But the amount of stress that has been piling up – especially from going into work to teach in person, wearing two masks – had started to take its toll on me before the holidays started. Other than losing my voice (speaking/projecting through a mask is tiring as all hell), the constant worry about being sick while trying to survey teenagers to a degree I’m still not entirely comfortable with to make sure their masks were always on properly (spoiler: there’s always two or three in each class who seem to have trouble with this), and then going straight home without having any form of outside social-based distraction has made me feel so much like a cog in a machine that I started feeling like I had lost that sense of drive that had always propelled me through past hurdles.

I’ve been spending the holidays down south with a few friends (4 of us in total), who’ve also basically been isolating prior to this. Can one make arguments about the ‘selfishness’ or not of this? Yes. But quite frankly, I’m tired of that. I’ve spent the better part of the last year in isolation, and these past few days out of my apartment have been the most restorative I’ve had in a while. If this is what I need to make it through the next few months of what is bound to be incredible shit, so be it.

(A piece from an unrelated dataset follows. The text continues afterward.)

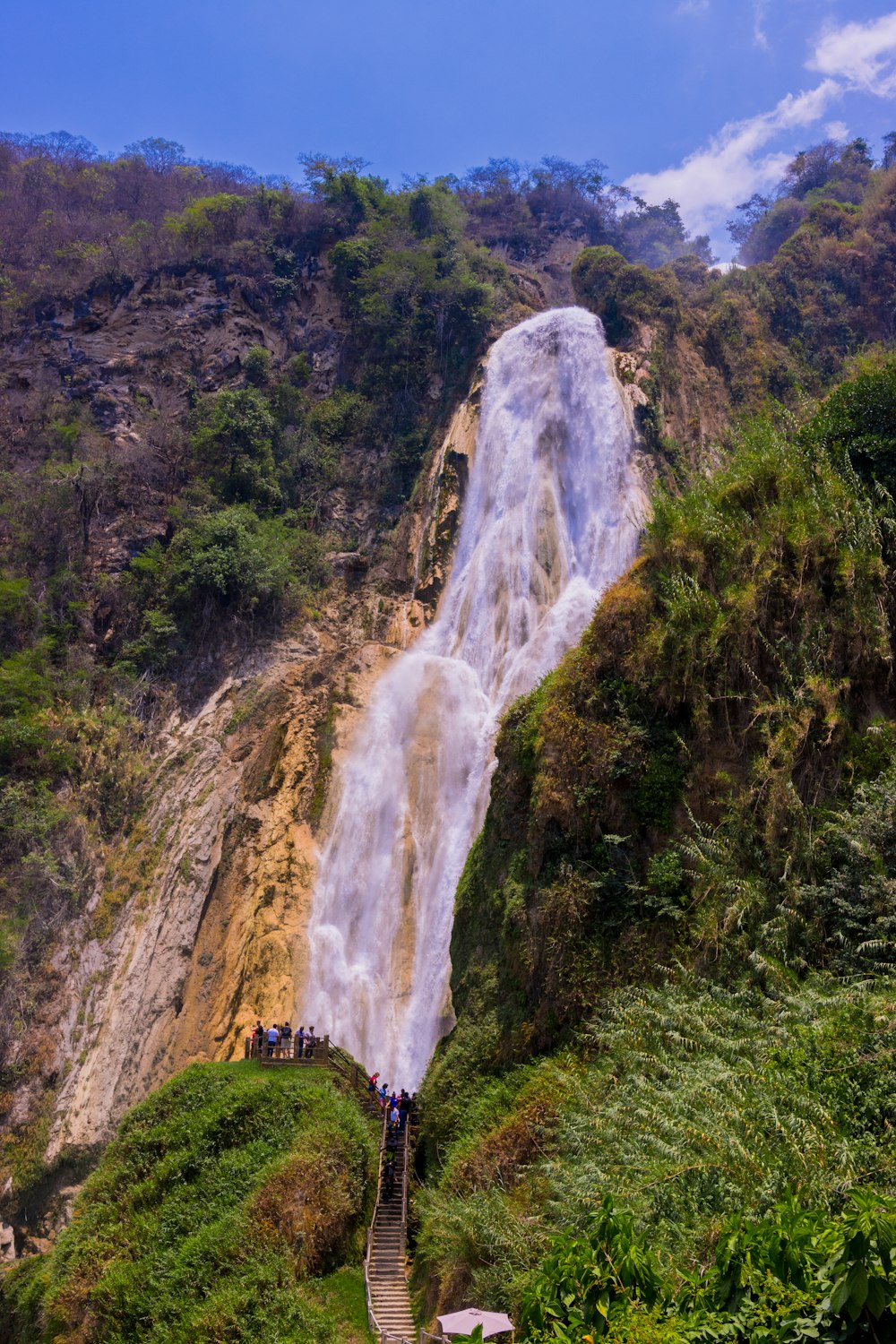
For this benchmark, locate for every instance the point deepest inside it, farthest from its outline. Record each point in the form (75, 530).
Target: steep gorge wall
(201, 926)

With all that, what else is there to say about 2020 other than good riddance? Maybe that my friendships were strengthened, that I survived it, that I can now officially buy a plane ticket under the title of “Dr. Gonis”.

I’m keeping my fingers crossed that the theatres will be open again soon (side note / rant: I find it absolutely hilarious/hypocritical that France, a secular country, caved and allowed houses of worship to reopen under limited capacity, but would not consider the same for theatre houses/cinemas. The official justification was that the government wanted to limit instances of intermingling, but anyone who has ever witnessed a religious service will tell you that is absolute nonsense, as evidenced by the mingling that happens pre and post-service). I may even predict that they will reopen before bars/restaurants do (although, dear god, I want those back as well). And who knows, maybe we will start seeing the light at the end of the tunnel.

But for now, I, we, survived. And we keep on surviving.